My event project is going to be a software that takes in lots of different photographs (from different sources) of a certain event as input, then uses computer vision to find the similarity and differences between the images in order to sort them, and finally produce a video/animation of the event by playing the sorted images in sequence.

For example if I input a lot of images that consist of running horses from google images, one way the software can process them is to first align by the positions of horses in them, and then sort by similarity of the pose of the horse. It can thus produce a video of a running horse consisting of frames from different images.

Similarity, I can input images of dancing people, flying birds, ball games, fights, etc.

I’m using general object detection to find the binding boxes of all objects in images. Then, depending on which works better, I can either do pixel-wise comparison or contour comparison to produce a similarity score for any two arbitrary images.

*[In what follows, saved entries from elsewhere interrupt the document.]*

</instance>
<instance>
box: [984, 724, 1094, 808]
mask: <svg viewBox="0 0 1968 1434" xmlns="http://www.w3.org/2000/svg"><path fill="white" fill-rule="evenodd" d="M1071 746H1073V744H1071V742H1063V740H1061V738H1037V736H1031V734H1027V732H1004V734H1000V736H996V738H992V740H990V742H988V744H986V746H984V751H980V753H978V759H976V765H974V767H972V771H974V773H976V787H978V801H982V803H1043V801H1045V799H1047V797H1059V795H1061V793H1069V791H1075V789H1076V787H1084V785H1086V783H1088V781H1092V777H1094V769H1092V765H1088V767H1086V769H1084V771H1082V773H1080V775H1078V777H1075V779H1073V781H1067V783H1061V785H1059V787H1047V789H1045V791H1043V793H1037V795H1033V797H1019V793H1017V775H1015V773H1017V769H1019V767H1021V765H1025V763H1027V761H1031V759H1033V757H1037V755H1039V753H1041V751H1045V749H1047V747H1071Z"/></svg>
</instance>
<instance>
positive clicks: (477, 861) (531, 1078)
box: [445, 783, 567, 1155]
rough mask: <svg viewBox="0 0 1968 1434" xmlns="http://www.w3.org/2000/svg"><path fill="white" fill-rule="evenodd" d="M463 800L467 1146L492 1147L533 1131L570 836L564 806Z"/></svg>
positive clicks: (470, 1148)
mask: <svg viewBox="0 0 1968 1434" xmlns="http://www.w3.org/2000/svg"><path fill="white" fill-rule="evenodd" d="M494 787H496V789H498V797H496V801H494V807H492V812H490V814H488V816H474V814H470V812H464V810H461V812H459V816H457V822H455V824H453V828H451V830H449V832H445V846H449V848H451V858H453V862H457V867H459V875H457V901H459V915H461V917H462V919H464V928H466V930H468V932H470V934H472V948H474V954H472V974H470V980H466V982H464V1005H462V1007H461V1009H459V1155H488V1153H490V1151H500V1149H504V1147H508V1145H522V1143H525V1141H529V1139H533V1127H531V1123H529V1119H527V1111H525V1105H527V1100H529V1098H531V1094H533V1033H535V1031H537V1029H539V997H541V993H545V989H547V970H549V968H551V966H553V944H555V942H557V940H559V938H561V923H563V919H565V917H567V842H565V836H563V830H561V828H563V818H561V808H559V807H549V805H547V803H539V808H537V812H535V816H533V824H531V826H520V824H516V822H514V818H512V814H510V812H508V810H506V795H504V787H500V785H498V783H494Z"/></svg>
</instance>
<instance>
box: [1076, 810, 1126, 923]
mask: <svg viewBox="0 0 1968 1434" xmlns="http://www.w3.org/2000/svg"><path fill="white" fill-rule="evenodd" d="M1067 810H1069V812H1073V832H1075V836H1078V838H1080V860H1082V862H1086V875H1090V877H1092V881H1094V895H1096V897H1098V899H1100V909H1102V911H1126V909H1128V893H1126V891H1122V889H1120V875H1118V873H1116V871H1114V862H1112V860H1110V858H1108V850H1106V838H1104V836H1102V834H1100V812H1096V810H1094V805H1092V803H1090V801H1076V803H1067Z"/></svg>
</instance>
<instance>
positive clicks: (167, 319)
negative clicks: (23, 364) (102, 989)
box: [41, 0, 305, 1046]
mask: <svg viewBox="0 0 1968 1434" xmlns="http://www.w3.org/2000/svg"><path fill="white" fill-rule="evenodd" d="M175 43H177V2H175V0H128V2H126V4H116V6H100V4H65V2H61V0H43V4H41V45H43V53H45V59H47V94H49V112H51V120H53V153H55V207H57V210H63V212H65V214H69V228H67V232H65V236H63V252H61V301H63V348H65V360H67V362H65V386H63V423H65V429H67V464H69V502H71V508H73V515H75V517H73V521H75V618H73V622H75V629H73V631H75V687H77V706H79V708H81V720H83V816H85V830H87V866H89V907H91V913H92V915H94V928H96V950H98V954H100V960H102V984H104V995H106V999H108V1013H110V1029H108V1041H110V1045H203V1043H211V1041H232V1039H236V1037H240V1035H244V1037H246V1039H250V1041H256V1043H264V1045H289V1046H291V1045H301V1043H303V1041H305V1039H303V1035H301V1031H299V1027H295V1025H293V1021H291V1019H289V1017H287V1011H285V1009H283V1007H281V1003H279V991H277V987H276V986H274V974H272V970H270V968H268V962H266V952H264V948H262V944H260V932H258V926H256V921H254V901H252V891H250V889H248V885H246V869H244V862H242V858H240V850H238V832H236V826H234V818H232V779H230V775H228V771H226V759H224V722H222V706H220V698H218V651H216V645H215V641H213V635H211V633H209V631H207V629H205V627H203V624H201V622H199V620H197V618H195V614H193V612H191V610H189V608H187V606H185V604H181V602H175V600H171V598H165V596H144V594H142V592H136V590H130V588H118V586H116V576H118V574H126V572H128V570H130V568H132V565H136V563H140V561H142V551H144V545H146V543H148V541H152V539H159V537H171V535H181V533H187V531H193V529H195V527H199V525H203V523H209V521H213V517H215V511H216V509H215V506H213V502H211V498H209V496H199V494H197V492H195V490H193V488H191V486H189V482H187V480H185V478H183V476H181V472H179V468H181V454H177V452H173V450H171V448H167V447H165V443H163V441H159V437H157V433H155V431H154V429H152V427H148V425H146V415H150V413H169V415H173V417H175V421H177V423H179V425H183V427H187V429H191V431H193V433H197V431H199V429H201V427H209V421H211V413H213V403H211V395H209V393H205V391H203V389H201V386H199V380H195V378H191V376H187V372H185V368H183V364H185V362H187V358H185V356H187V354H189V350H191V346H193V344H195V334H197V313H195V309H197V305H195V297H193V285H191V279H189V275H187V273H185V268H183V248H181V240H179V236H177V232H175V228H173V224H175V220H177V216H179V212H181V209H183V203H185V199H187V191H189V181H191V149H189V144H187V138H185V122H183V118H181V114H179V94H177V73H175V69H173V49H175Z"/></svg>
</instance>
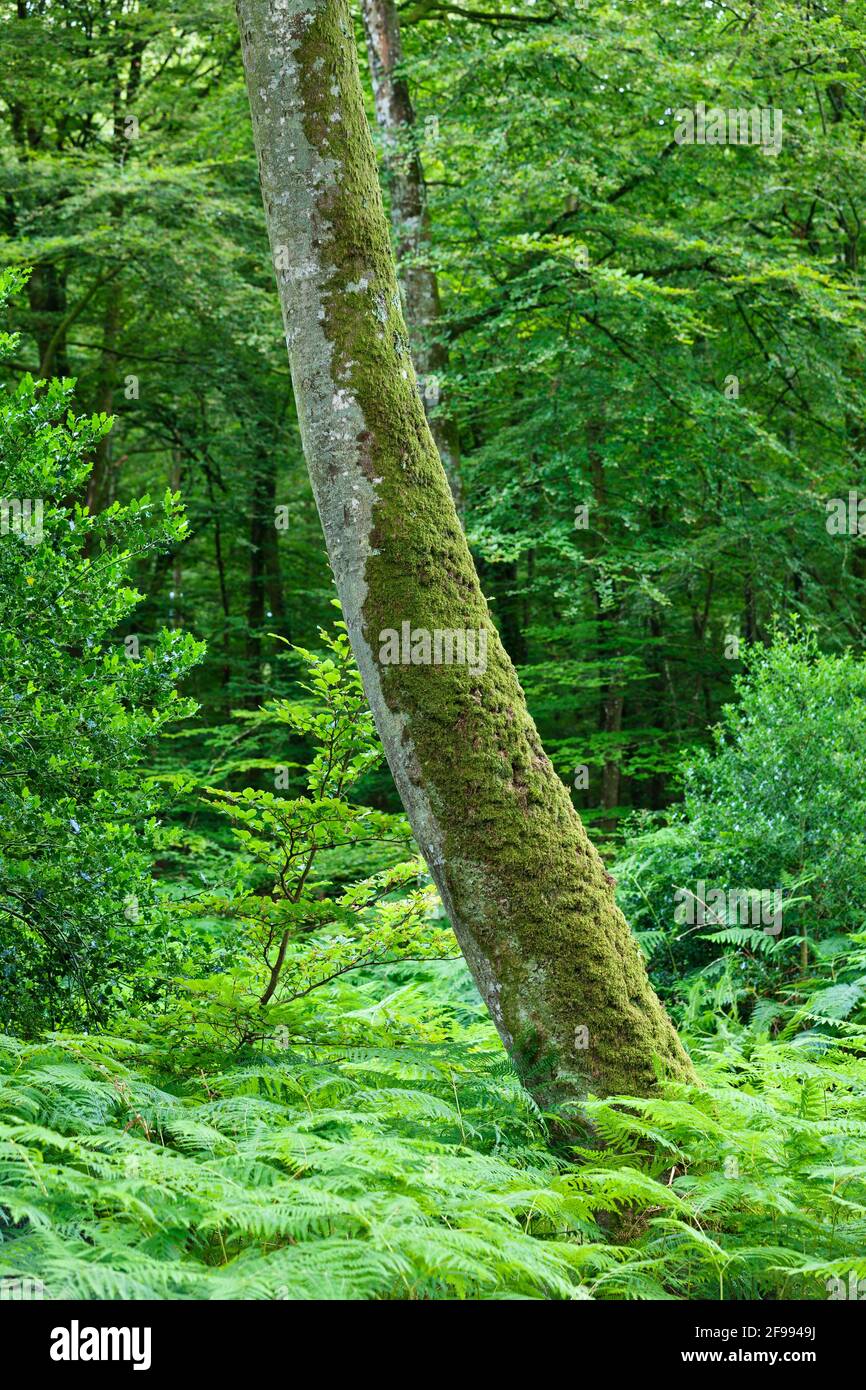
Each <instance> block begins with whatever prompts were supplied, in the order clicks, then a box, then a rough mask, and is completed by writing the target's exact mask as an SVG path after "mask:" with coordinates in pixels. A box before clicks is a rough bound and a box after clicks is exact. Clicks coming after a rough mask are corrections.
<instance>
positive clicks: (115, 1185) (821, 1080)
mask: <svg viewBox="0 0 866 1390" xmlns="http://www.w3.org/2000/svg"><path fill="white" fill-rule="evenodd" d="M407 969H409V967H406V966H402V967H399V969H398V974H399V973H400V972H402V973H403V976H405V974H406V972H407ZM416 974H417V977H416V979H414V980H413V981H407V983H403V984H400V983H398V981H393V980H392V981H391V986H389V987H386V984H385V981H382V980H378V983H374V981H363V983H360V984H353V986H348V984H345V983H342V984H338V986H334V987H332V990H331V991H329V992H328V998H327V1001H322V997H321V995H320V998H318V1001H317V1005H316V1013H314V1015H313V1013H311V1012H310V1013H309V1015H307V1017H306V1022H304V1020H300V1019H299V1020H296V1029H295V1037H293V1040H292V1044H291V1045H289V1047H285V1048H281V1047H278V1045H277V1047H268V1048H264V1049H261V1048H260V1049H257V1051H256V1052H254V1054H249V1055H247V1056H245V1058H242V1059H239V1058H235V1059H234V1061H229V1059H228V1058H224V1059H222V1065H220V1066H217V1065H211V1066H210V1068H207V1069H199V1070H196V1072H193V1070H192V1069H190V1066H189V1065H188V1061H186V1059H185V1058H183V1056H182V1055H179V1054H178V1052H177V1051H174V1052H172V1051H170V1049H168V1048H167V1049H165V1051H164V1052H160V1047H158V1045H157V1044H153V1042H150V1044H135V1042H128V1041H122V1040H120V1038H114V1037H97V1038H95V1037H58V1038H56V1040H46V1041H42V1042H21V1041H15V1040H13V1038H10V1037H4V1038H3V1040H1V1047H0V1115H1V1120H0V1190H1V1193H3V1197H1V1202H0V1212H1V1218H0V1219H1V1220H3V1226H1V1227H0V1232H1V1234H0V1276H7V1277H10V1276H11V1277H31V1279H33V1277H35V1279H39V1280H40V1282H42V1283H43V1284H44V1295H46V1297H76V1298H97V1300H99V1298H103V1300H104V1298H132V1297H139V1298H288V1300H295V1298H304V1300H309V1298H317V1297H320V1298H467V1297H468V1298H503V1297H517V1298H527V1297H528V1298H613V1300H621V1298H755V1297H758V1298H826V1297H828V1290H833V1289H837V1290H838V1289H840V1287H847V1280H848V1279H849V1276H851V1275H852V1273H853V1276H855V1277H863V1276H866V1255H865V1254H863V1236H865V1233H866V1059H865V1058H863V1055H862V1049H863V1047H865V1045H866V1044H865V1042H863V1040H862V1038H860V1037H859V1036H858V1030H855V1031H852V1034H851V1036H849V1037H847V1038H844V1040H842V1038H837V1040H835V1041H831V1040H830V1038H827V1037H823V1038H822V1037H817V1036H815V1034H813V1036H809V1037H803V1036H801V1038H799V1041H798V1040H796V1038H795V1040H794V1041H787V1042H780V1041H770V1040H769V1038H767V1037H763V1038H762V1037H760V1036H759V1034H758V1033H755V1031H751V1030H748V1029H744V1027H735V1026H731V1027H728V1029H727V1036H724V1033H720V1034H716V1037H714V1038H713V1040H712V1041H708V1042H706V1044H705V1047H703V1048H702V1049H699V1051H702V1055H703V1061H702V1066H701V1070H702V1080H703V1083H705V1084H703V1086H702V1087H701V1088H685V1087H681V1086H677V1087H667V1090H666V1093H664V1094H663V1095H662V1097H657V1098H655V1099H627V1098H619V1099H617V1098H613V1099H607V1101H592V1102H591V1104H589V1113H591V1116H592V1120H594V1125H595V1129H596V1136H598V1138H599V1140H603V1141H605V1145H603V1147H587V1148H578V1150H567V1151H560V1152H557V1154H556V1155H555V1154H553V1151H552V1148H550V1147H549V1143H548V1130H546V1125H545V1118H542V1116H539V1115H538V1113H537V1112H535V1111H534V1106H532V1102H531V1099H530V1098H528V1097H527V1094H525V1093H524V1091H523V1090H521V1087H520V1086H518V1083H517V1079H516V1076H514V1074H513V1072H512V1069H510V1066H509V1063H507V1059H506V1058H505V1054H503V1052H502V1049H500V1047H499V1042H498V1040H496V1037H495V1034H493V1031H492V1029H491V1026H489V1024H488V1023H487V1020H485V1019H484V1017H482V1015H481V1013H480V1011H478V1009H477V1008H475V1006H474V1005H473V1004H471V1002H470V999H471V995H470V987H468V983H467V980H466V977H464V974H463V967H461V966H460V965H456V963H455V965H445V966H436V967H432V966H428V967H425V969H424V970H421V972H420V973H418V972H416ZM214 1062H215V1059H214Z"/></svg>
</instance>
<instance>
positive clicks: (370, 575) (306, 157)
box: [238, 0, 692, 1105]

Here’s where I am in the process:

  • I wrote a program to download images from ImageNet, where tons of images are categorized by subject.
  • I found a neural network object detection tool called darknet. I tweaked its source code so it can print out the bounding boxes of all objects in an image into Terminal. Then I wrote a python program to batch process my source images using this tool, and parse the output.
  • I used openCV in python to do some simple manipulations on the source images so the comparison process will probably be more accurate.

What I’m trying to figure out:

Although I have information about the bounding boxes, most objects have irregular shapes that do not resemble a box. So finding out exactly which pixels are actually part of the object and which ones are part of the (potentially busy) background is a problem. I’m going to read darknet’s source code to find out if this information is already in there. If not, I will have to write something myself.